Sikap Presiden tersebut nampaknya senada dengan Partai Demokrat dan PKS. Sebagai Partai yang pernah berkuasa selama 10 tahun, Demokrat adalah partai yang mengawalk sebagai pemenang pilpres sangat tegas menolak. Lewat fraksi di DPR, Partai Demokrat dan PKS adalah dua partai yang paling konsisten menolak gagasan diatas. Sebab tidak mungkin kekuasan akan dijadikan alat mencederai rakyat.

Sementara Firman Noor dari LIPI mengatakan Demokrasi Indonesia mengalami kemunduran. Banyak indikasi yang membuktikan penurunan kualitas demokrasi. Makin meluas berpolitik a`la post truth, politik yang mengedepankan emosi ketimbang rasio, munculnya parpol bergaya firma yang kental nuansa oligarki, hingga demokrasi dibajak para elit yang mengatasnamakan rakyat.

Secara global, kemenangan Brexit di Ingggris dan Donald Trump di AS membuktikan bagaimana menangnya post truth dalam politik. Dimana para politisi berani melakukan apapun termasuk kebohongan untuk memenangkan sebuah kontestasi.

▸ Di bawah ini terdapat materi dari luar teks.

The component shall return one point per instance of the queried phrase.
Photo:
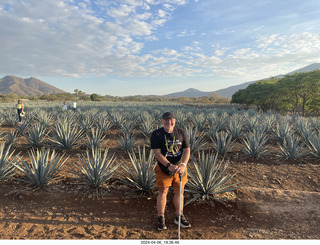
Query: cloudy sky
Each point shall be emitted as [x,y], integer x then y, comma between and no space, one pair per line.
[131,47]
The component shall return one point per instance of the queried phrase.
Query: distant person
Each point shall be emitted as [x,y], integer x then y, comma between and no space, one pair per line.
[20,110]
[74,106]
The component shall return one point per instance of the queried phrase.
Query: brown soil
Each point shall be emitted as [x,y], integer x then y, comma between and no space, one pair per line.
[279,200]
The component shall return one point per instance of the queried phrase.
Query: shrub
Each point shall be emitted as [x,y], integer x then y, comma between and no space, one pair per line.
[43,169]
[209,178]
[95,168]
[6,162]
[140,174]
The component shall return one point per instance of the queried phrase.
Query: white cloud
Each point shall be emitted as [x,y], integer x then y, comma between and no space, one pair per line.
[58,38]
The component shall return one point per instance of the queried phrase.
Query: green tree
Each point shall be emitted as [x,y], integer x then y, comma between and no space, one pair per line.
[94,97]
[300,92]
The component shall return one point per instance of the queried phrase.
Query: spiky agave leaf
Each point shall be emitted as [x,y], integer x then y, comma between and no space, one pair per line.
[291,148]
[43,168]
[6,161]
[255,144]
[209,178]
[95,140]
[127,141]
[66,135]
[36,135]
[197,142]
[313,144]
[95,168]
[140,174]
[222,142]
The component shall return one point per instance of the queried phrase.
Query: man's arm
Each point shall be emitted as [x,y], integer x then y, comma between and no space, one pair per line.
[163,160]
[184,159]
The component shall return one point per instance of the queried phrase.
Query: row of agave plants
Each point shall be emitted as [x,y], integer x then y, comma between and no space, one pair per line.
[291,137]
[211,132]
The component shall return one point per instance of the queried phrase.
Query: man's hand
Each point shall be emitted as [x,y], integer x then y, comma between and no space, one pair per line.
[181,169]
[173,168]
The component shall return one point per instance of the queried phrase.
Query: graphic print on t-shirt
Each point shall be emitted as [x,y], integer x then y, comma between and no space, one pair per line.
[173,147]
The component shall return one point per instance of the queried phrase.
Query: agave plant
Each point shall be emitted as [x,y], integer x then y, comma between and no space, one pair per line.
[283,128]
[43,168]
[291,148]
[66,135]
[22,128]
[199,120]
[209,178]
[140,174]
[6,161]
[96,168]
[254,144]
[222,142]
[127,141]
[127,127]
[95,140]
[36,135]
[117,119]
[313,144]
[11,138]
[146,124]
[235,126]
[197,142]
[103,124]
[86,122]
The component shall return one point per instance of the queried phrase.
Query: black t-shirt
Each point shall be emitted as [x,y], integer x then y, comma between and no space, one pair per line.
[171,144]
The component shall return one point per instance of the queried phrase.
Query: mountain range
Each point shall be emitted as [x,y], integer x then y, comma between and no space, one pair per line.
[228,92]
[32,86]
[26,87]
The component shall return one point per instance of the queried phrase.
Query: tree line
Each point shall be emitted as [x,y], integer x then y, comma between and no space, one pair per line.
[295,93]
[213,98]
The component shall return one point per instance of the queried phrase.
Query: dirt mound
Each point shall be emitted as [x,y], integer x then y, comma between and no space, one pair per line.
[276,202]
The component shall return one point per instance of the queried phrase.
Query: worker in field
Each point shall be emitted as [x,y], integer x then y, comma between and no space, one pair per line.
[171,148]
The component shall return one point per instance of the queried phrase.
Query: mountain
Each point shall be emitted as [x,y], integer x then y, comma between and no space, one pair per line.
[191,92]
[229,91]
[26,87]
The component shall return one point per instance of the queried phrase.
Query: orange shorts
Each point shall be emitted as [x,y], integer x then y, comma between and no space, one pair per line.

Dilihat dalam konteks Indonesia, keterpurukan demokrasi tidak saja dirasakan oleh para akademisi di tanah air. Tetapi harian ternama di Inggris The Guardian juga mulai meragukan komitmen Presiden Jokowi dalam menjaga demokrasi. Apa yang disampaikan oleh Guardian tampak seolah mempertanyakan label A New Hope yang pernah diberikan majalah Time kepada Jokowi.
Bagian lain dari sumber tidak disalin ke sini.